Going back to the seat tube orientation - this is a fairly common problem with mass produced bikes. I've seen some that are miles off (and look just completely mental) but generally it's just a few mm (or degrees)

You would think that during the spraying process and assembly someone would notice this so I guess they allow them through to minimise waste thinking that someone will buy it for some sort of discount - as I said, these things don't bother everyone and if you don't want to attach a bottle cage to the seat tube then there is no real problem.

Looks crap though!


----------



## User482 (21 Nov 2008)

Mr Pig said:


> The bottom of the range Altitude 00 is made in Taiwan, all the other frames are made in the UK.



That's not right - they're designed in the UK but built in Taiwan.


----------



## otherself (30 Nov 2008)

Rock Lobster Reynolds 853 is good value for £299 (Merlincycles).

Also the Pipedream Sirius, Pastey Howler 853 and Sanderson Breath are amongst other, less well known steel frames.


----------



## Globalti (8 Dec 2008)

Another vote for Merlin's Rock Lobsters. They're respected frames.


----------



## mickle (8 Dec 2008)

Rocky Mountain Blizzard.
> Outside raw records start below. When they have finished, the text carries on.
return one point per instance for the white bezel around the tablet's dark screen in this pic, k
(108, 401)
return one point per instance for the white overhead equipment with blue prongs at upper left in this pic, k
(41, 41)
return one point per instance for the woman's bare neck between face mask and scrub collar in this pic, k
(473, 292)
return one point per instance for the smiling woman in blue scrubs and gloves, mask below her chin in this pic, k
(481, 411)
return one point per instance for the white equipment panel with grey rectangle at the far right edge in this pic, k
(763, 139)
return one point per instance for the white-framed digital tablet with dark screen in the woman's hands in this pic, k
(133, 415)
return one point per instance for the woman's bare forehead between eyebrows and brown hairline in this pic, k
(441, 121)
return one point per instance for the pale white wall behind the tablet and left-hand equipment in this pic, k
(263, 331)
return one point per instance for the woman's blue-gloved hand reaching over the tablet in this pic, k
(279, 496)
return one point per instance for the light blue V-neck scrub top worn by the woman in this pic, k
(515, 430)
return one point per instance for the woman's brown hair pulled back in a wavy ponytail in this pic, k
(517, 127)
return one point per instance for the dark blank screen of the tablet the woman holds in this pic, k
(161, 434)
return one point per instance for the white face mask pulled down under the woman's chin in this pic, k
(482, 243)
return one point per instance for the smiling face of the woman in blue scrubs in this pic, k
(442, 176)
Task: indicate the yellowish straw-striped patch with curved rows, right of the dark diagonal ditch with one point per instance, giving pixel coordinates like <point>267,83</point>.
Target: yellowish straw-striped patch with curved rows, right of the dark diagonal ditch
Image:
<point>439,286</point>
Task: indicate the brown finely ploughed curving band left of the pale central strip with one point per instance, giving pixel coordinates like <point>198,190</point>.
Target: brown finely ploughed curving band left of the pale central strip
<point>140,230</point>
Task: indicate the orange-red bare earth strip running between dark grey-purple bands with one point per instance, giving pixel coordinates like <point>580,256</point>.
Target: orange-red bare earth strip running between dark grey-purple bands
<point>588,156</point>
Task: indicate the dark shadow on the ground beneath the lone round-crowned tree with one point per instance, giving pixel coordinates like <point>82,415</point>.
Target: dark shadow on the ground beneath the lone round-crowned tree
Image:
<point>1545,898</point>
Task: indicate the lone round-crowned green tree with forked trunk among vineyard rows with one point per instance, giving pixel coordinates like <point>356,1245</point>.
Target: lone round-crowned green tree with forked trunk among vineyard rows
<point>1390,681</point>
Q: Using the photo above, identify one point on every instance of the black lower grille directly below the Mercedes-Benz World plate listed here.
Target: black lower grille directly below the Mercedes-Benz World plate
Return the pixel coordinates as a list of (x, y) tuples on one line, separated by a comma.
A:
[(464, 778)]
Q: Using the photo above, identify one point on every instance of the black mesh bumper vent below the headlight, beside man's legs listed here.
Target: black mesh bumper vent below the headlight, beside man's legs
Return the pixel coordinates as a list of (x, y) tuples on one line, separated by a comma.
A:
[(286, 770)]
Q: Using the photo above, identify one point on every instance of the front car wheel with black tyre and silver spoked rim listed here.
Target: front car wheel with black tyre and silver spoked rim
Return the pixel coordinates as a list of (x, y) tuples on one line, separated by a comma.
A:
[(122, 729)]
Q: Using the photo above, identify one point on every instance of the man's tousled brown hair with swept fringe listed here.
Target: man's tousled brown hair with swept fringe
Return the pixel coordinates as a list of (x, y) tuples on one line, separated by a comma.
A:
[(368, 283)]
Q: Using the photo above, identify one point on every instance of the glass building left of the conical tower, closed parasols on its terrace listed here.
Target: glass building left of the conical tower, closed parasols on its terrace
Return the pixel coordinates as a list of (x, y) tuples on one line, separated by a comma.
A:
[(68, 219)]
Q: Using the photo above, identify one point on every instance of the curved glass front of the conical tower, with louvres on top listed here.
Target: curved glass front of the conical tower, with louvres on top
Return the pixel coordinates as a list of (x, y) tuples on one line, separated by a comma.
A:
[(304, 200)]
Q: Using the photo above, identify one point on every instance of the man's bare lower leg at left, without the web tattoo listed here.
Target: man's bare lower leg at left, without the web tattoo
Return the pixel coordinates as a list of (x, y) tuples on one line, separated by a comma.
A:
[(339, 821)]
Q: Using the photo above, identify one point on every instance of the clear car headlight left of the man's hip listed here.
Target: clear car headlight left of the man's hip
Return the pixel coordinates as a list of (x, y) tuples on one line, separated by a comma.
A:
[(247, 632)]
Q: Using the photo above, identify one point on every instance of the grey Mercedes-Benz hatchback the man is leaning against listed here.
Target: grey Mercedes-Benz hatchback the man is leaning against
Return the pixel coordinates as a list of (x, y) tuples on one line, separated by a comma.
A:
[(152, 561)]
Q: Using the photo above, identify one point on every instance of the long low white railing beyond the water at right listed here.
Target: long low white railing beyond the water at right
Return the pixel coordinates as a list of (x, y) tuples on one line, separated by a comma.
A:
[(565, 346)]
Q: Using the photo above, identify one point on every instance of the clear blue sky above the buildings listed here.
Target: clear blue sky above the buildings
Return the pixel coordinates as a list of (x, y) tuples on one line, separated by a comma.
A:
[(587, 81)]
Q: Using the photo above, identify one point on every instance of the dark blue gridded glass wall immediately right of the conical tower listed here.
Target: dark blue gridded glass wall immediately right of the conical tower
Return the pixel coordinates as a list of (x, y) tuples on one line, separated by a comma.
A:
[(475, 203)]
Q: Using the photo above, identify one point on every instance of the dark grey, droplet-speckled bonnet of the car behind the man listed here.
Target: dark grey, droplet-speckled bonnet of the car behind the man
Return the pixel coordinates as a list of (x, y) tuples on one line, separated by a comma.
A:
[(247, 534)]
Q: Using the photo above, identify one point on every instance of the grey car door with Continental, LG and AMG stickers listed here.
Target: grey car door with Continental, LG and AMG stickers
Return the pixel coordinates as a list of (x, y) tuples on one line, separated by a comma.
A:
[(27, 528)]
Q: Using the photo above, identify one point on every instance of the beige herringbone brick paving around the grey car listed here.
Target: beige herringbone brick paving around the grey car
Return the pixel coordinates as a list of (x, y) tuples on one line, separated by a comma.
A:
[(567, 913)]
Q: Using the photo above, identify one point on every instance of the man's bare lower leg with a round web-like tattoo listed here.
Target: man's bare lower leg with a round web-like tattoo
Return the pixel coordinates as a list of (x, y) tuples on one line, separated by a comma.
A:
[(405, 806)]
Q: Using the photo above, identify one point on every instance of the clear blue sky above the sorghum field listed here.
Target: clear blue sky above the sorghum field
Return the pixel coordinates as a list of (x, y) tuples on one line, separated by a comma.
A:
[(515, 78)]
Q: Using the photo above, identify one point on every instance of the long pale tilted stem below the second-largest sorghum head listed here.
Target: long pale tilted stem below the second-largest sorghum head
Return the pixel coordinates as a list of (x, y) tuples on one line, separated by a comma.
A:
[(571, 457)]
If you can find one.


----------



## Phatman (15 Dec 2008)

*Steel Frames*

Don't know if you're sorted yet. I have been riding a Cove handjob for a few years now and am delighted with it - Chain Reaction have some 21" 2005 models on sale for £250


----------



## ColinJ (16 Dec 2008)

Rigid Raider said:


> Another vote for Merlin's Rock Lobsters. They're respected frames.


I've got one and I like it.


----------



## Amanda P (16 Dec 2008)

You're just making up the names of these frames!

Pastey Howler?? Pull the other one!


----------